Lady Tatsuta, the Japanese goddess of the Autumn, has gone to sleep. Today is the winter solstice: her bedtime.
Ochre, siena and umber are the colours of the leaves; those that are still attached to the branches. Such lovely words for these colours. I favour this earthy palette most, though soon and already its drabness signals change, deep rest, a hiatus from lively colour.
The unseasonably warm weather has made for a long fall, but Lady Tatsuta is sinking ever earthward bound, her eyes now, childlike, resistant, flickering shut. Darkness is upon us, even while we’re entering the light here at solstice. Winter, such as it is, pulls her down. She must sleep.

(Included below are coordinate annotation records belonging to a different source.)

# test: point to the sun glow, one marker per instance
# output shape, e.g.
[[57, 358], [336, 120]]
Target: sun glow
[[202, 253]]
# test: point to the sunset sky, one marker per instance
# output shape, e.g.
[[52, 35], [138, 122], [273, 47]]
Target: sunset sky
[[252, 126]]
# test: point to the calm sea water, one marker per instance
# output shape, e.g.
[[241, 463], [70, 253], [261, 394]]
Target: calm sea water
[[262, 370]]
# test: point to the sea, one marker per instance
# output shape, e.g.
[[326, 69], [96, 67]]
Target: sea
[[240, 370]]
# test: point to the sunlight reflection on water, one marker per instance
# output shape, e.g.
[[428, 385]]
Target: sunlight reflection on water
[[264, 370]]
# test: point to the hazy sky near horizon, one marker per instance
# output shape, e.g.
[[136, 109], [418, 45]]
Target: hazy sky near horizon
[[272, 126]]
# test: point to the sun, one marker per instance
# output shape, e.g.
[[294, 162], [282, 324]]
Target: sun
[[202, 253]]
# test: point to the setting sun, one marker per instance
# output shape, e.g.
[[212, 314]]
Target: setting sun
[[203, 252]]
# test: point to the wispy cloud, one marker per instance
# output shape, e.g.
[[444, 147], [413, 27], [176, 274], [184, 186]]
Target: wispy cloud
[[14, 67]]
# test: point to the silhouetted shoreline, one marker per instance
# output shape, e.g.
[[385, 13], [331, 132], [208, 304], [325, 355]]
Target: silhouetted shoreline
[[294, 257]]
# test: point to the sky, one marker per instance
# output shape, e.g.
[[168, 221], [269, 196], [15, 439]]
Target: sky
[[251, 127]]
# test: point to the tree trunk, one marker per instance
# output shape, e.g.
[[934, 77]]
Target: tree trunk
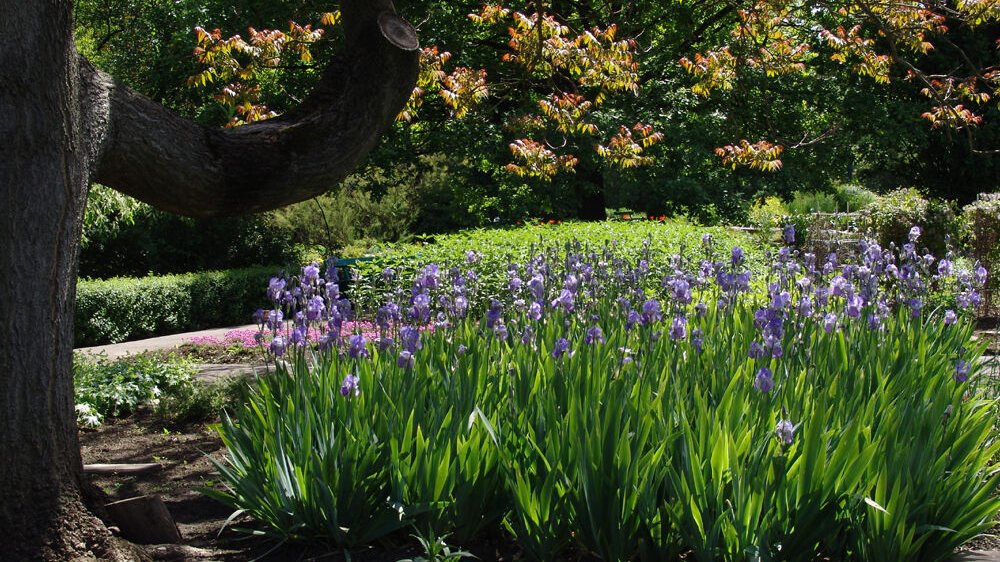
[[43, 189], [61, 123]]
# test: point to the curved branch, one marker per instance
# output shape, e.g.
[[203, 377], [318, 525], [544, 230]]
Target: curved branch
[[172, 163]]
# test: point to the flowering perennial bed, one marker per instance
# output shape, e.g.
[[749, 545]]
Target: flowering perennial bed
[[614, 412]]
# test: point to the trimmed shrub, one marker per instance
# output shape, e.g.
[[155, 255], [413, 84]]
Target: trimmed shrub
[[120, 309], [891, 216], [116, 388], [982, 219]]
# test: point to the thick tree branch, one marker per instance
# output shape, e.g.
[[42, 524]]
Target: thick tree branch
[[174, 164]]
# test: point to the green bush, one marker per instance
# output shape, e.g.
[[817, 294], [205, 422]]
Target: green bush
[[496, 247], [851, 198], [891, 216], [982, 221], [125, 238], [588, 430], [120, 309], [116, 388], [804, 202]]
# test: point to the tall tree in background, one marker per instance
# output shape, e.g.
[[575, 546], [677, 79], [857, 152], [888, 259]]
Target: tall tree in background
[[64, 124]]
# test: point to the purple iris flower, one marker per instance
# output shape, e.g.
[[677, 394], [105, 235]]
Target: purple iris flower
[[594, 336], [275, 287], [980, 274], [651, 312], [494, 314], [310, 272], [962, 370], [405, 360], [678, 329], [774, 344], [785, 432], [564, 300], [298, 336], [535, 311], [278, 346], [701, 309], [429, 278], [514, 285], [874, 322], [830, 322], [409, 337], [561, 348], [789, 233], [736, 257], [632, 319], [357, 347], [460, 306], [805, 307], [571, 283], [945, 267], [350, 386], [764, 381], [333, 291], [527, 336], [274, 318], [537, 287], [854, 305], [950, 317], [314, 308], [681, 290]]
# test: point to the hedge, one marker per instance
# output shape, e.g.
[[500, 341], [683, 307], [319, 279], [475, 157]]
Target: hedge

Nature offers us a seed of light now. We, though, in our animal natures, are drawn to a certain hibernation. I thought about Advent peaking as the light of the world arrives in the dark at the very season when kindling and light is most needed. The seed we receive now grows with slow attention into a quickening, but that is a story for another time. There are depths yet to be plumbed for us in the Northern hemisphere.

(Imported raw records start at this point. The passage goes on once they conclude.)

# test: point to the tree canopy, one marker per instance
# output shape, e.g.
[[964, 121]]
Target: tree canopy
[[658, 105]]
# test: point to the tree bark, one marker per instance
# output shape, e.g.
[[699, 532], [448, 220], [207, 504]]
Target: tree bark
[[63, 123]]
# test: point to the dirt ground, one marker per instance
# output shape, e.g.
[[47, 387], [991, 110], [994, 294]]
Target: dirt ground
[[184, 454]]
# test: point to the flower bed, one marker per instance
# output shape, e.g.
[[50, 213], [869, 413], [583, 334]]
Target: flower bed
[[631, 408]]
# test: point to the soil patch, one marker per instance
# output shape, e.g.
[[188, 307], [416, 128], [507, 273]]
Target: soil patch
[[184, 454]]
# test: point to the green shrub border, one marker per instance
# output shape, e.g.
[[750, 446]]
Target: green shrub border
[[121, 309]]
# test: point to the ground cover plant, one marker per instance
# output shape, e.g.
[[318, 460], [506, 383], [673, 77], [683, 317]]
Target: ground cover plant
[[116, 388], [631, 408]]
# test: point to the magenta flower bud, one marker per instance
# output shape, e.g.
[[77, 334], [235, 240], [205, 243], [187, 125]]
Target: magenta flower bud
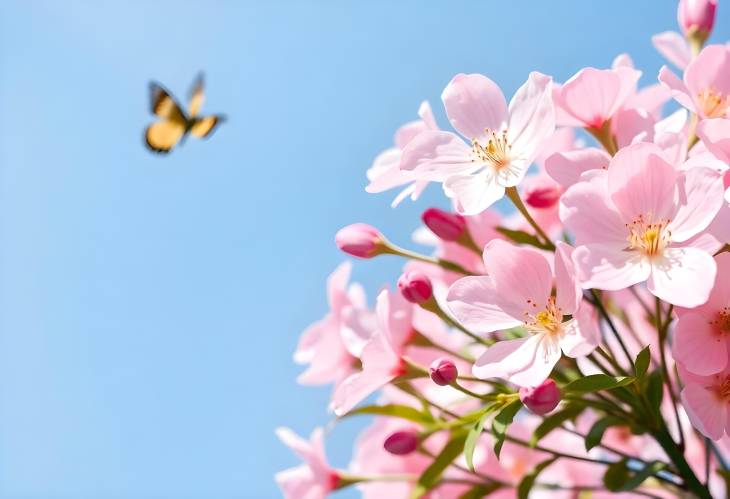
[[541, 399], [696, 15], [443, 371], [543, 197], [402, 442], [415, 287], [360, 240], [447, 226]]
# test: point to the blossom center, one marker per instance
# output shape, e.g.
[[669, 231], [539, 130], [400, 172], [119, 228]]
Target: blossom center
[[495, 152], [648, 238], [713, 104], [723, 389], [722, 320], [549, 320]]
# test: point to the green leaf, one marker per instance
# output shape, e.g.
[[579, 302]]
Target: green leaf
[[479, 491], [553, 421], [501, 423], [595, 434], [619, 477], [641, 364], [471, 440], [431, 475], [521, 237], [525, 486], [597, 382], [394, 410], [655, 390]]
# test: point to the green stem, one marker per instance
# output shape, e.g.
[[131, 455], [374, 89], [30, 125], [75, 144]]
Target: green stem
[[514, 196]]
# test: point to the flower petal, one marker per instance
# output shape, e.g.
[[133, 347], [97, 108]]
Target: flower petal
[[473, 103], [472, 301], [682, 276], [698, 346]]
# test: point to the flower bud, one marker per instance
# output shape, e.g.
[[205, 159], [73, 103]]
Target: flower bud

As the cold grows and the darkness thickens, the perfume of the mulch begins to rise in the wild, unkempt, precious spaces, a sharp, bitter and unfailingly pleasing seasonal incense. The bamboo remains profuse, wildly abundant, quite unfazed by the turn of the sun. I noticed an enormous clump stream- side on a walk: oh, noble weed of ten thousand good uses.

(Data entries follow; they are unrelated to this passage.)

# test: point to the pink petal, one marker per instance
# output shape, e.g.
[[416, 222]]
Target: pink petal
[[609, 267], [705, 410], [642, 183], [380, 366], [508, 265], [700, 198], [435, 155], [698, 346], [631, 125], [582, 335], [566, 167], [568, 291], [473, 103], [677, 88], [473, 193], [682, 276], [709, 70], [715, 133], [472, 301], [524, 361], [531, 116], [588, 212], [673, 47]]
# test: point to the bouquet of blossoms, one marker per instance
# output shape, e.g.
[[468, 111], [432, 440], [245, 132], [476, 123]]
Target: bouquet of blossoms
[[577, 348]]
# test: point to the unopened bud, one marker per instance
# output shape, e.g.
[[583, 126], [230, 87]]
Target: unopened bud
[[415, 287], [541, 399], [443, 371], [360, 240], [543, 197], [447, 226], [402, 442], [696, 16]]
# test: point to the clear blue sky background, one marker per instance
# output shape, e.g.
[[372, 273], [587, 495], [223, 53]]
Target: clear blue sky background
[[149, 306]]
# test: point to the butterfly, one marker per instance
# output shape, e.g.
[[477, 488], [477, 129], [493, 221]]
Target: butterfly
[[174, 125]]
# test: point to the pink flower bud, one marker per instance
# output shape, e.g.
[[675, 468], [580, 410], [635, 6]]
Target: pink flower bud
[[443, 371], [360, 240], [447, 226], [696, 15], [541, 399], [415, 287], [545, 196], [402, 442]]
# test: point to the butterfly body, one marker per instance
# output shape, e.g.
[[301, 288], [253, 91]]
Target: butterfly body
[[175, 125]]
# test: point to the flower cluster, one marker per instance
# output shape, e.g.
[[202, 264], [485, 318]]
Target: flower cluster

The green curtain formed a backdrop to the remaining persimmons, natural Christmas lighting, perched on their skeletal frames. An imperceptible twitch made me look twice at one fruit. All at once I realised that was no fruit! It was a kingfisher, its wings tucked tightly in, its orange breast fluffed out, enjoying a brief moment of very amusing camouflage. The longer I stood, the more it began to fidget until it burst into a blaze of flight and disappeared down into the thickets. I heard it giggle.
I thought indeed, there is laughter at the heart of things. This bright orange insight arrived on rather a downhearted and exhausted afternoon as I, like Lady Tatsuta, flicker toward the year end rest.